I am writing to you in order to bring to your attention the fact that you have at least one very confused disciple – but then I repeat myself.
Please contact Ingo Bischoff. He needs remedial coursework in your “school” of economic thought. While I find myself in disagreement with some concepts for which you are well known (for instance the fallacious monetary theories behind real bills), I often find myself in agreement with you on more traditional topics. It is to these that I refer here.
I quote from the above commentary:
“Many a gold bug has the wrong strategy. He buys high and sells low. He cannot kick the bad habit. He should buy low and sell high.”
In reading this statement (as well as the general tone of your commentary) it seems you are quite comfortable with the idea that gold has a price. Of course, I am also comfortable with this idea as well. I see the price quoted 24 hours a day in such places as, well…this site, for example.
Please sit down before reading the next statement: Mr. Bischoff believes gold has no price. Yes, I too am flabbergasted by his statement. However, approach him with caution on this, as he can turn verbally abusive when he finds he has no logical response to his beliefs of fantasy…but again, I repeat myself.

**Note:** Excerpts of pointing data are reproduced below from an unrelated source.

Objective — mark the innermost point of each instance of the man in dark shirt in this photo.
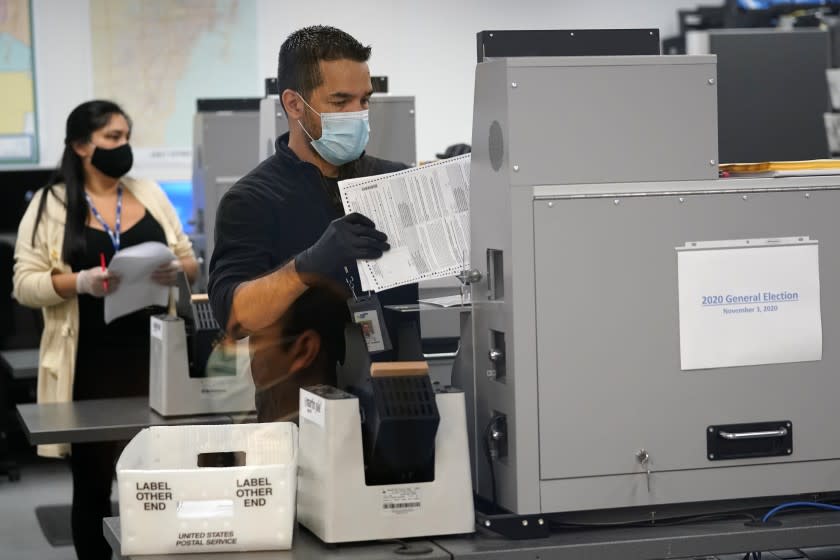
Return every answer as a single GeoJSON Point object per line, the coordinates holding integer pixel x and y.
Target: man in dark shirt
{"type": "Point", "coordinates": [285, 253]}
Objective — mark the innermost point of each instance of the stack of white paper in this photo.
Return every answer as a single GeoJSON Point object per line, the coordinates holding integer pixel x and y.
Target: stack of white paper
{"type": "Point", "coordinates": [424, 211]}
{"type": "Point", "coordinates": [137, 290]}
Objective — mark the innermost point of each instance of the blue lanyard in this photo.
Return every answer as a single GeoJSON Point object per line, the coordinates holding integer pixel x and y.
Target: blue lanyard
{"type": "Point", "coordinates": [114, 235]}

And to a second point from your commentary:
“At this point the Friedmanite bunk was announced by professors who were the beneficiaries of the purge of old-line economists at American universities that a "weak" currency is boon to the country. It makes exports cheap while making imports dear….to see the Friedmanite bunk in the true light of science we need only recall that devaluation always makes the terms of trade of any country deteriorate. The euphoria of exporting more will last only as long as the stockpiles of imported ingredients used by the exporting industry last. Ever after, the country will have to pay more for the imported ingredients and will also get less value for units of its exports…”
I, course, agree completely with your line of reasoning, and have written so before on this subject here at the pages of DB:
I have extracted my earlier comments here:
I will cite only one exchange from the DB thread:
BM: What good is it to an exporting firm to have a week currency, when most of the inputs to production (commodities) have global prices?
IB: What kind of ridiculous statement is that...??? How can you even try to deal with it...???
You can see, Dr. Fekete, that Mr. Bischoff considers your statements on this subject as ridiculous, as you are today saying nothing different than what I wrote several months ago.
Please help him before it is too late.